American Airlines Group (AAL) slashed quarterly estimates and announced the departure of its chief commercial officer, a sign of softening demand and a change of strategy.

Shares of American were down 14% as of 1 p.m. ET, and the news is taking other airlines along for the ride. Shares of Southwest Airlines (LUV -0.44%) were down as much as 7% on Wednesday and traded down 5% as of 1 p.m. ET.

Weakening demand and a change in strategy

Airline investors have flown through a lot of turbulence in recent years. The industry was hit hard by the pandemic but enjoyed significant bounce back demand once vaccines hit the market. The question for the last year has been whether that demand was sustainable, especially in the face of higher interest rates and fears of a weakening economy.

American provided its answers in a Tuesday night regulatory filing. The company cut its second-quarter earnings view to $1 to $1.15 per share, from a previously announced $1.15 to $1.45 per share, and trimmed its operating margin guidance by 1% due to softening demand.

The news should not have come as a total surprise, as Frontier Group Holdings made similar comments about demand earlier in the month.

But American also announced that Vasu Raja, who has served as chief commercial officer since April 2022, is stepping down, with no immediate replacement named. That suggests a change in strategy could be on the horizon, which could delay any turnaround.

Southwest and other airlines were in the red as well, as investors believe the demand softening that American is seeing is not unique to that airline. Southwest investors are particularly skittish right now following the company's March warning that 2024 would be a challenging year.

Are airline stocks a buy?

There have been questions swirling about Raja for months now, following an American strategy presentation to Wall Street that was poorly received.
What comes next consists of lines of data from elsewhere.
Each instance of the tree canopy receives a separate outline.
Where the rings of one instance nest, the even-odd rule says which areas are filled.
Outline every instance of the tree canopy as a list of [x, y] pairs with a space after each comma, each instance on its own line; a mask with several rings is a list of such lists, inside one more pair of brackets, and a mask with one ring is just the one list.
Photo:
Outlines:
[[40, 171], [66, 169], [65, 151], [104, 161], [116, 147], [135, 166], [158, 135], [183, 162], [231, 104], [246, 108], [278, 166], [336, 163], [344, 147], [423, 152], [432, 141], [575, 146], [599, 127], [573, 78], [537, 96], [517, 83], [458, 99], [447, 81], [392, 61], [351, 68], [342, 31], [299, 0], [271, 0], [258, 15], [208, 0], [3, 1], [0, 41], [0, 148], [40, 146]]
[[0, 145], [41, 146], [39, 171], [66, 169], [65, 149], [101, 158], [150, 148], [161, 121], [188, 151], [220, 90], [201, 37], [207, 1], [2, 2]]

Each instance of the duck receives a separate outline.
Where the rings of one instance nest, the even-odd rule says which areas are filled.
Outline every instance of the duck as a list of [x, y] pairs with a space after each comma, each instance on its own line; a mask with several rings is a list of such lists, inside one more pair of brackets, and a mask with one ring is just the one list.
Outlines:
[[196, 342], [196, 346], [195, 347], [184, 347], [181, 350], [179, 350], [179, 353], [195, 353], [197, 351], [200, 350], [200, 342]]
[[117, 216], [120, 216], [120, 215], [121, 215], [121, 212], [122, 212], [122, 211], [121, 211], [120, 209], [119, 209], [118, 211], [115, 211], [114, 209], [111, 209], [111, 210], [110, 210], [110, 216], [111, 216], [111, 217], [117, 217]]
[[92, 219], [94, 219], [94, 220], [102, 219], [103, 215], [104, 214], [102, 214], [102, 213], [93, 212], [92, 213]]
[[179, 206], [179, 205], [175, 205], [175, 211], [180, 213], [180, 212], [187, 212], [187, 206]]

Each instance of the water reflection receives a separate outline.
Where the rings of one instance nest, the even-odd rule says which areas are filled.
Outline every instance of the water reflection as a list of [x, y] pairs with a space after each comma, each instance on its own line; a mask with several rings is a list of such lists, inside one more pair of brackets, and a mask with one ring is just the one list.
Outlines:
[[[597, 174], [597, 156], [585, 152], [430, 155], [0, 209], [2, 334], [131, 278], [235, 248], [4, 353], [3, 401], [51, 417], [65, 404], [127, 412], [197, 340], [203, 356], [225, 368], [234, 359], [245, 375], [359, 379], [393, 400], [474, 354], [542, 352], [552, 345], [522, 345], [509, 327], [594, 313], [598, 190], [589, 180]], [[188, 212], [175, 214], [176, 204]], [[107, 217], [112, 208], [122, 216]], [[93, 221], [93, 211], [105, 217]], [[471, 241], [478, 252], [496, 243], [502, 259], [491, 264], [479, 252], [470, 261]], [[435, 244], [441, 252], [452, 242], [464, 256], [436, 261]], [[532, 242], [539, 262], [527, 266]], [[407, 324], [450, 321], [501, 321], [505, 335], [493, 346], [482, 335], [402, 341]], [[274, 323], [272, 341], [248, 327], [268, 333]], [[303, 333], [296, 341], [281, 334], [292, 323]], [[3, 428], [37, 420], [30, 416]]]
Vice chair and chief strategy officer Stephen Johnson will lead the commercial office for now while a search is underway for a permanent replacement.

American needs a reboot, and that will take time. Like Southwest, it is also scrambling to rethink flying plans due to ongoing issues at Boeing, which are causing delivery delays.

The good news for investors is that these airlines are healthy enough to survive a downturn, and so whatever is going on with demand post-summer, the carriers should be able to fly through it. But given the uncertainty about future demand and the company-specific problems at both American and Southwest, there is no reason for investors to buy in today.